Technology

Barnes & Noble to Discontinue Windows App for Nook; Then What?

Nook
Source: courtesy Barnes & Noble Inc.
In a filing with the U.S. Securities and Exchange Commission (SEC), bookseller Barnes & Noble Inc. (NYSE: BKS) said it has amended its agreement with Microsoft Corp. (NASDAQ: MSFT) signed in 2012, that B&N’s Nook Media group will no longer distribute a Windows app for its Nook e-reader and that Nook Media will stop all work on its Windows app.

Instead, B&N “will cooperate in good faith with Microsoft to transition users to the Microsoft Consumer Reader.” The what? Can Microsoft really be considering building a hardware e-reader at this point? Talk about yesterday’s technology, today …

What seems to be happening is that Microsoft wants to transition its customers to an app it has reportedly been working on since last year called Office Reader. The app presumably is a single program that allows users to read documents produced in a variety of different formats, presumably including Nook Media’s.
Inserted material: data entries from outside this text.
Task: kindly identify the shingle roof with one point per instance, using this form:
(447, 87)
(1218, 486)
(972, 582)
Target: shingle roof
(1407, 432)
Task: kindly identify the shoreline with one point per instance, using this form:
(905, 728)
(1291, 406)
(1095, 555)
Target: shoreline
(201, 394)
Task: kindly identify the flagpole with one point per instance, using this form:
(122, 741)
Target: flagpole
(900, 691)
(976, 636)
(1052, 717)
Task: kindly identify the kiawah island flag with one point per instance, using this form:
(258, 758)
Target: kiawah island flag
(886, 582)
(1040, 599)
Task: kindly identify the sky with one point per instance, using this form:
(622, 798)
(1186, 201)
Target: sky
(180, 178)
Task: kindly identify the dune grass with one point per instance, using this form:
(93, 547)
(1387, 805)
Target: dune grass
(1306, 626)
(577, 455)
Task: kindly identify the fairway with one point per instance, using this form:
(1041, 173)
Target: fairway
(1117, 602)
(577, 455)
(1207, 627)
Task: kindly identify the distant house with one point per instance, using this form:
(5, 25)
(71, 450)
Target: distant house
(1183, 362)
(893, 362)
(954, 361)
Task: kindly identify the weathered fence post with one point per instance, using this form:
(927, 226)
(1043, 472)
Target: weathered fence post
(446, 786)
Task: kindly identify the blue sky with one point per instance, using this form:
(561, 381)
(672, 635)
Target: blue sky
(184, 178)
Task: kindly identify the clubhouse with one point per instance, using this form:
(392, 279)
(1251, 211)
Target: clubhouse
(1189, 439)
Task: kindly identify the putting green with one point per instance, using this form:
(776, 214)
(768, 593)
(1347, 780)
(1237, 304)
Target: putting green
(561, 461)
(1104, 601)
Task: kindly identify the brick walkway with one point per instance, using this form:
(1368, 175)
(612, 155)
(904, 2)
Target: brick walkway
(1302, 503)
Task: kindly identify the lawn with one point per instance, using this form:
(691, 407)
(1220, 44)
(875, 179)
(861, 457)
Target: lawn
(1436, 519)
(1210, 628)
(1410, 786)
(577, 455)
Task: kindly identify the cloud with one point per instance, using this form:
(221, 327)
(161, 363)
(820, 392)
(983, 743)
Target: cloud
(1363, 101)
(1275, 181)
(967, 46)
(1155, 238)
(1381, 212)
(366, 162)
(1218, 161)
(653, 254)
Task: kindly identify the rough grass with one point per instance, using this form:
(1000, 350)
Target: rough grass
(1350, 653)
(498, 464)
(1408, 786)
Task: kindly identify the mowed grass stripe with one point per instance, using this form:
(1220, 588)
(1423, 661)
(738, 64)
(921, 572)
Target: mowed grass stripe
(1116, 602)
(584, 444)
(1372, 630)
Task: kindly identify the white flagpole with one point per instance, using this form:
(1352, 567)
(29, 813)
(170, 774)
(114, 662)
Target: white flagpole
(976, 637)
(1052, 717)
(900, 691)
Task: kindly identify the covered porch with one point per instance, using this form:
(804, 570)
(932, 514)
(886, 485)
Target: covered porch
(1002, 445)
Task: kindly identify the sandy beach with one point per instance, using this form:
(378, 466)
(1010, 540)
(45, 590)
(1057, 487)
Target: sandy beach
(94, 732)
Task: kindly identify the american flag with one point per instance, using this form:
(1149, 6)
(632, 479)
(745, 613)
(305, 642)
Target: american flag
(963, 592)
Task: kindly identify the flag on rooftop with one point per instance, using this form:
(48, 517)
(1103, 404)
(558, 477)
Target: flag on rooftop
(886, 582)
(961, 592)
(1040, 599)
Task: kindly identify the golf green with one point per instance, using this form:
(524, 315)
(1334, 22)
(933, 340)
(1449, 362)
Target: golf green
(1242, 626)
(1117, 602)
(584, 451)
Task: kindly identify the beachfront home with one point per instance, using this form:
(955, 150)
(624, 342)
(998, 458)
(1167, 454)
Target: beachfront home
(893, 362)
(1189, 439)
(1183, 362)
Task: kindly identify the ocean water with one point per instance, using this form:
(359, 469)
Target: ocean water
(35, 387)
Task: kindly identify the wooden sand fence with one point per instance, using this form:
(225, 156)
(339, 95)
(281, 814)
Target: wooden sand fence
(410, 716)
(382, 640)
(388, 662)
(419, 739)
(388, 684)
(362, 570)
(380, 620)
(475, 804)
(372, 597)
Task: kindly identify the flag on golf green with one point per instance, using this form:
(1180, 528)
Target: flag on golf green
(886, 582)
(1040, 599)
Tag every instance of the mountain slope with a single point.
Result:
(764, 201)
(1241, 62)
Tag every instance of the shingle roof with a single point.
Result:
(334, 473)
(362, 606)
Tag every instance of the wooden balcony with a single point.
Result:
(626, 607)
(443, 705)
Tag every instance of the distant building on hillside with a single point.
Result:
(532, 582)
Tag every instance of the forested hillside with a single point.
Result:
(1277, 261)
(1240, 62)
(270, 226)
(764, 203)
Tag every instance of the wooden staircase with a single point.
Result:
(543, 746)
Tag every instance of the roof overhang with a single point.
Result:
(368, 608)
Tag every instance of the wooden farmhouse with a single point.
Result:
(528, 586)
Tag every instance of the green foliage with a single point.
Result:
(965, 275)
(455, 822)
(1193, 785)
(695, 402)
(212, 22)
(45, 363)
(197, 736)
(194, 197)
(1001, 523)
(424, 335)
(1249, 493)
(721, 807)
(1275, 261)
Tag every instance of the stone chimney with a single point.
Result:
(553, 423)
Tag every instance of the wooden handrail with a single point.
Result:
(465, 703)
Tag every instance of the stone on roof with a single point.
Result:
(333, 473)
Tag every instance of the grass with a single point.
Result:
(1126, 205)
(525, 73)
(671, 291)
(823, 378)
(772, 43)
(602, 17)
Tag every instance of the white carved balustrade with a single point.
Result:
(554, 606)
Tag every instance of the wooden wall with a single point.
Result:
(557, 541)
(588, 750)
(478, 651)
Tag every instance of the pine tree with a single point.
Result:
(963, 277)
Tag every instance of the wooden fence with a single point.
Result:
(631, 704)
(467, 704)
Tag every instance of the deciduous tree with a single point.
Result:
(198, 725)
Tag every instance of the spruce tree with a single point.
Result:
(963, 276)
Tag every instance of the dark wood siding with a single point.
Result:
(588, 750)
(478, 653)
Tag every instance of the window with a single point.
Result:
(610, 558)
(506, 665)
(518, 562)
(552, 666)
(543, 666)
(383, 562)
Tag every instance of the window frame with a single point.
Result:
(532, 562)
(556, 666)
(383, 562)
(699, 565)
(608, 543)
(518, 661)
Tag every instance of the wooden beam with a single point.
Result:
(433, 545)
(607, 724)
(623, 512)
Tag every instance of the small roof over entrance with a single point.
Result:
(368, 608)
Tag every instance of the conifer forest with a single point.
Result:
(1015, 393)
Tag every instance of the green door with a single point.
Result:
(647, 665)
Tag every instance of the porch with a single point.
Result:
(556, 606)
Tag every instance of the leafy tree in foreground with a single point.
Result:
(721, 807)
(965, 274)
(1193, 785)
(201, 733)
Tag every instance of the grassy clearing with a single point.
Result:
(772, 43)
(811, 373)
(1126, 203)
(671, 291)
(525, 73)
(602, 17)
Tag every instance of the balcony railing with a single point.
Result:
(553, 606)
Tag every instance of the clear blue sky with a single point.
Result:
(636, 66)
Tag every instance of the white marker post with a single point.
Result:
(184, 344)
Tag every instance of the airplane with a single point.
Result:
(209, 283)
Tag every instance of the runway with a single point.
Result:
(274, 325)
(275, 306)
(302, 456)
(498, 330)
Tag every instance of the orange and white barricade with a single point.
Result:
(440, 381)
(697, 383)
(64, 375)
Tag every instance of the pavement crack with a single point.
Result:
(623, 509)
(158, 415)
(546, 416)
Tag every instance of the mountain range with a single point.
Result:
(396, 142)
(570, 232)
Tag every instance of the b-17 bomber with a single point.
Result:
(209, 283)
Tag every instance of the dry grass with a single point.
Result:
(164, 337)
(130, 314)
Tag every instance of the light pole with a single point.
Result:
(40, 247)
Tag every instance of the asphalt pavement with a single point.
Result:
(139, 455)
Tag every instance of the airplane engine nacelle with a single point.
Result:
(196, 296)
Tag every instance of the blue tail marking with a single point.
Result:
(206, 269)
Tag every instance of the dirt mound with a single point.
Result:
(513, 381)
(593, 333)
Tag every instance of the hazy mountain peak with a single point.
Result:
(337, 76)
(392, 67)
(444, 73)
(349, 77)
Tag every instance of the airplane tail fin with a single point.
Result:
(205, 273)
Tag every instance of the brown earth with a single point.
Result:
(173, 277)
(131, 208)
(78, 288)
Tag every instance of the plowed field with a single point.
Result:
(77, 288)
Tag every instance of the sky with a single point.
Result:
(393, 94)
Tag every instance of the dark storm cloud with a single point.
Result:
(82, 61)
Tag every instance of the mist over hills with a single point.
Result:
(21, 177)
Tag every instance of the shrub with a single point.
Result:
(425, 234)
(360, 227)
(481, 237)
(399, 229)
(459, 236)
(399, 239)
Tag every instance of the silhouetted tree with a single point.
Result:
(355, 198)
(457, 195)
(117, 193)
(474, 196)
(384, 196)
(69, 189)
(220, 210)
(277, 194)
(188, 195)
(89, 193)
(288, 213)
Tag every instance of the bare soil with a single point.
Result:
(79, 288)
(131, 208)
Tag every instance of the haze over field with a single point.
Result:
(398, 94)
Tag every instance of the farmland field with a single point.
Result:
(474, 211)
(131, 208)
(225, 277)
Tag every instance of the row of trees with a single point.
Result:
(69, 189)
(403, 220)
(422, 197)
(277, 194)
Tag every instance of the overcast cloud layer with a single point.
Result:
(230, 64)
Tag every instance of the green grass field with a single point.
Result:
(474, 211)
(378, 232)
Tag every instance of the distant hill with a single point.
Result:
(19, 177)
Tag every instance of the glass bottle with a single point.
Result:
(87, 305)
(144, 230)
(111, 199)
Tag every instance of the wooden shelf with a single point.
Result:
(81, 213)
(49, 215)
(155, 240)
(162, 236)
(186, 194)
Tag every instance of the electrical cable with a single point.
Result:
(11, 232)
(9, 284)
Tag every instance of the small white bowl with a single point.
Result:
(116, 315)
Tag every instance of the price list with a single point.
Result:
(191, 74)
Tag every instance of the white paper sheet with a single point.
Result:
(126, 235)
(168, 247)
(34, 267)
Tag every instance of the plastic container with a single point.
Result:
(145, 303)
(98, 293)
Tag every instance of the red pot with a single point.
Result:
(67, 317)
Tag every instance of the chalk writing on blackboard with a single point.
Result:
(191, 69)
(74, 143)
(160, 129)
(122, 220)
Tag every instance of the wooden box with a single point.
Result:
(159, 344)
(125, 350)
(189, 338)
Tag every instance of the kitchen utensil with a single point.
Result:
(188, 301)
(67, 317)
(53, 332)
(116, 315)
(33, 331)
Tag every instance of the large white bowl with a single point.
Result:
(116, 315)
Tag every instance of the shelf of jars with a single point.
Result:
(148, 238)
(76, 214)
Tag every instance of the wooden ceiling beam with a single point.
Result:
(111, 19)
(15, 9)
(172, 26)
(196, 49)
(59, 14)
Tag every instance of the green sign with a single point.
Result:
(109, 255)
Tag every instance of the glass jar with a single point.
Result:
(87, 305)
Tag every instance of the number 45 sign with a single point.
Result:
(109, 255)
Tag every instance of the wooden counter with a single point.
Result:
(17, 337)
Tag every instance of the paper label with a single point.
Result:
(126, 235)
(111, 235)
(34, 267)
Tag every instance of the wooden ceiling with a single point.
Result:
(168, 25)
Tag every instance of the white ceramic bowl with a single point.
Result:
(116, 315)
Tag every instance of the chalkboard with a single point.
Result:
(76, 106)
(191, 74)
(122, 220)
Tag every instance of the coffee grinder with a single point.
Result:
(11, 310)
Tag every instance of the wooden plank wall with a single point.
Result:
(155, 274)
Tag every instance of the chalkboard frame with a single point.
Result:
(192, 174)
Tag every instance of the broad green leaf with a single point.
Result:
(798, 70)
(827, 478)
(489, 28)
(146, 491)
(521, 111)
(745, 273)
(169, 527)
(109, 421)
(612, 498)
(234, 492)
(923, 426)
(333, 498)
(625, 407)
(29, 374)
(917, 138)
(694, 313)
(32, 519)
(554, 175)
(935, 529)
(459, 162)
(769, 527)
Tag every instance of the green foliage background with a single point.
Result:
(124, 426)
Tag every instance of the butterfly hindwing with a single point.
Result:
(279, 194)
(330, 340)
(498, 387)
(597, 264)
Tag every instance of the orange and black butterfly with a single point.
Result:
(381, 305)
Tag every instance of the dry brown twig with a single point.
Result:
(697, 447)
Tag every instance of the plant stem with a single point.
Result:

As a hardware device the Nook is dead meat. Consumers are satisfied with the five-inch screens on the latest smartphones and a one-application device like the Nook is going to be squeezed out. To salvage some value from the alliance between B&N and Microsoft, the file format that Nook reads will be added to the formats available to users of the “Consumer Reader,” whenever that appears.

Nook Media is no longer a hardware company or a software development company. It is a digital content company, and when Microsoft figures it has recovered its original $300 million investment, Nook Media likely will disappear.

So far the filing has had little impact on B&N’s stock price, which was up about 0.5%, at $21.75 in a 52-week range of $12.59 to $23.71.